Could that be real? Was it some joke? Or was Binta Ali simply spinning a conspiratorial tale to achieve some hidden agenda? But whatever it was does not remove the suggestion that there was an attempt to temper with Amina’s religious convictions against her wish. At least, the part of the story about a response from the presidency that did not emphatically dismiss such suggestion only tends to give credence to it. Here again I quote the story: “Garba Shehu, Buhari’s spokesman, said Amina’s confinement in the house had nothing to do with religion.” What does such a terse riposte from a presidential spokesman suggest? Given the gravity of the issue and being one that has not placed his principal in complimentary public perceptions since May 2015, Mr. Shehu would have done more to dispel the claims made by Binta to a foreign media organization.

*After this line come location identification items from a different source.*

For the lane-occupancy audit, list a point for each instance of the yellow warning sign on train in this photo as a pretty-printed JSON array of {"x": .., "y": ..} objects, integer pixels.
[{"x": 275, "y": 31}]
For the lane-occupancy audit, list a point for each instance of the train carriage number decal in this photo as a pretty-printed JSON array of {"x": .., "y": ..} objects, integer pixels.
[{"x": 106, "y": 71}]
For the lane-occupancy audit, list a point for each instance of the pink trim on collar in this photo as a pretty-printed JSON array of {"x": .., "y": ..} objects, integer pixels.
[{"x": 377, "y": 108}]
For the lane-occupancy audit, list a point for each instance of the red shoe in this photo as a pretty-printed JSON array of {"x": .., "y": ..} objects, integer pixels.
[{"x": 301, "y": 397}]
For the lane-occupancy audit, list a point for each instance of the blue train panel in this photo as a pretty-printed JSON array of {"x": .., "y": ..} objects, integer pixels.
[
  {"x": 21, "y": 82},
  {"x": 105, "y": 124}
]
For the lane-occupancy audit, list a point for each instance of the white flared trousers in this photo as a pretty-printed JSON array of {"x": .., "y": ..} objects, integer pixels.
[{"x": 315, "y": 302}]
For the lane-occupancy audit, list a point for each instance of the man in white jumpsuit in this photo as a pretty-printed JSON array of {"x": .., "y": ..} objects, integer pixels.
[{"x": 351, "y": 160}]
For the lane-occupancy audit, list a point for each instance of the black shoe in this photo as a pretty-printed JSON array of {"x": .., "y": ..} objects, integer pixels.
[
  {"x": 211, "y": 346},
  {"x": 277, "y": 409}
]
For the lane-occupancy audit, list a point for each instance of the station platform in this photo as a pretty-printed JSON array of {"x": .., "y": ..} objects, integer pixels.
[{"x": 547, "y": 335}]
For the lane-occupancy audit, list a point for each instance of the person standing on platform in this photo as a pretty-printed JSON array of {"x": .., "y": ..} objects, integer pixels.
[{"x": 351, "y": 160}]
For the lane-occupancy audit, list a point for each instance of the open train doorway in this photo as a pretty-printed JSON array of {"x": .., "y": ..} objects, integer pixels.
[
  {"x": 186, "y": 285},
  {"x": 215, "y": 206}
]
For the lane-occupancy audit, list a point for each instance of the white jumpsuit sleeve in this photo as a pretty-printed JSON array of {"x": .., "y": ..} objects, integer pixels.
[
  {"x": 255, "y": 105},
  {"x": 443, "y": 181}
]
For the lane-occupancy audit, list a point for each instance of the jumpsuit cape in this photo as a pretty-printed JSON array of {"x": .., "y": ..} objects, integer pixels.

But communication lacuna (assuming that was what happened in the case above) would not be the only area where a lack of preparedness is perceptible. In fact, that is only tangential to the trend of impromptu and adhoc responses to the emerging humanitarian situation regarding the Internally Displaced Persons (IDPs) in the North-east of Nigeria. The authorities have displayed an acute lack of foresight if not simple anticipation of the avoidable embarrassment the country is faced with at the moment. Scenarios of overcrowded IDP camps struggling with insufficiency of food, medicines and other basic supplies have become harbingers of malnutrition, epidemic and death now stalking the region now liberated from the reign of terrorists. The Northeast is fast sliding into a grotesque collage of grim statistics common to war zones and places ravaged by drought or other natural disasters. This is because the victory march of soldiers on the field was not marched by the thinking caps of politicians who should have anticipated and planned for the upsurge of IDPs finding their ways into already crowded camps from liberated territories. Perhaps because they would rather continue to play selfish politics with the plight of the displaced and realize their grand plots of theft and corruption, they would rather wait for the situation to become near implosive before running helter-skelter in a deliberate pattern of beneficial confusion. It is doubly sad however that though Amina Ali is not in one of such camps of confusion, her current state in presidential rehabilitative custody leaves much to be desired.